La Casa Blanca emitió un comunicado calificando al manifestante de "lunático" que estaba "gritando improperios desenfrenadamente en un completo ataque de furia", añadiendo que el presidente dio una "respuesta apropiada e inequívoca". El incidente ocurrió mientras Trump visitaba la planta de Ford en Michigan, un estado clave en las próximas elecciones, para promocionar la manufactura estadounidense y los esfuerzos de la compañía para producir ventiladores.

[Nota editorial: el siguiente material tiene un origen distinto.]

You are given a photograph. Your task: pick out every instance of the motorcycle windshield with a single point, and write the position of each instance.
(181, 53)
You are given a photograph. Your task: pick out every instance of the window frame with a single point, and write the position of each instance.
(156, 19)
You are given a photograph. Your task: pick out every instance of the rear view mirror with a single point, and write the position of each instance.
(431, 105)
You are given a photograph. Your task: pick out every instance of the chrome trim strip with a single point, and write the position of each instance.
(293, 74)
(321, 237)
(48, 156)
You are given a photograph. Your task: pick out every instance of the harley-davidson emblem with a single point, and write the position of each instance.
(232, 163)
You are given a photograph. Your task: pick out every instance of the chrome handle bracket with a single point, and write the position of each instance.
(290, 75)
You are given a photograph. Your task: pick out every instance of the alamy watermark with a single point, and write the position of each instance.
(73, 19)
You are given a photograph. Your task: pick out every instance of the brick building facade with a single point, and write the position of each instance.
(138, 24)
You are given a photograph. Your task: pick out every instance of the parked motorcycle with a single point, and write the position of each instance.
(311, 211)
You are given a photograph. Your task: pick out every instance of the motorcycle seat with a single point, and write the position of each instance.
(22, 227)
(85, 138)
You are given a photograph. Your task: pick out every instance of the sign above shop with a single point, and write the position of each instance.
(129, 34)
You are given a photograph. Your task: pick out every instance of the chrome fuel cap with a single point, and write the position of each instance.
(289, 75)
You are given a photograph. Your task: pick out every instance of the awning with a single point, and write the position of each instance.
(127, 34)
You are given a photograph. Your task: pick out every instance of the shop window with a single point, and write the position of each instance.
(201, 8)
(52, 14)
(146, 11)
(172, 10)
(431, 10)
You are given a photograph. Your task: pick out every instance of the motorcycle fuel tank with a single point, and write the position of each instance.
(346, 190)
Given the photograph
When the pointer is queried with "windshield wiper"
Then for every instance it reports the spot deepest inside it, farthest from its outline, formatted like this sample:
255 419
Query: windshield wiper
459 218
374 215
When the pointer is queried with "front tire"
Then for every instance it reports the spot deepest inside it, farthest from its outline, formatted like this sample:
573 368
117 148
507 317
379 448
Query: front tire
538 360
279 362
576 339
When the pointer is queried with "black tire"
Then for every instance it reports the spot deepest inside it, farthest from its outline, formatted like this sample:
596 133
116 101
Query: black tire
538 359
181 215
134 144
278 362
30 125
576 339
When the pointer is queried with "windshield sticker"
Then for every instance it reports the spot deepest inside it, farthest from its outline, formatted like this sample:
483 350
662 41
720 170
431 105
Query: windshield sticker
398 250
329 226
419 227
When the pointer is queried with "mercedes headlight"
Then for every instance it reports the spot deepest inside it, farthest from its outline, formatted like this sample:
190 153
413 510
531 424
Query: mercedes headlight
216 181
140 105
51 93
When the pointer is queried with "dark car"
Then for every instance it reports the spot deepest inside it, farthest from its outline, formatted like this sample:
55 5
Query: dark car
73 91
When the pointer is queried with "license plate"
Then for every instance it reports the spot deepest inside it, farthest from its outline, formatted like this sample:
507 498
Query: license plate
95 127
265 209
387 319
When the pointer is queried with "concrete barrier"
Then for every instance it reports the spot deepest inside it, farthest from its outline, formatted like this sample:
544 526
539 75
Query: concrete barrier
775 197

El manifestante, cuya identidad no ha sido revelada oficialmente, fue suspendido por Ford, según el sindicato United Auto Workers, que habló con CBS News, socio estadounidense de la BBC. Un portavoz de Ford le dijo a CBS que "uno de nuestros valores fundamentales es el respeto y no toleramos que nadie diga nada inapropiado como eso dentro de nuestras instalaciones". El portavoz añadió que la compañía tiene un proceso para lidiar con tales incidentes, pero no haría comentarios sobre asuntos de personal específicos.
El incidente rápidamente se volvió viral, encendiendo las redes sociales y los canales de noticias por cable. El gesto, aunque breve, se ha convertido en un punto álgido en las continuas guerras culturales, con algunos defendiendo el derecho de Trump a responder a lo que consideran un comportamiento irrespetuoso, mientras que otros critican al presidente por una conducta impropia de su cargo.
En las 24 horas posteriores al incidente, dos páginas separadas de GoFundMe han recaudado casi $700,000 (£521,000) para el manifestante de más de 27,000 donantes, lo que demuestra los fuertes sentimientos que ha provocado el incidente. La efusión de apoyo destaca las profundas divisiones dentro de la sociedad estadounidense y las intensas emociones que rodean la presidencia de Trump. El incidente también plantea interrogantes sobre el papel de la protesta y la libertad de expresión en el clima político actual.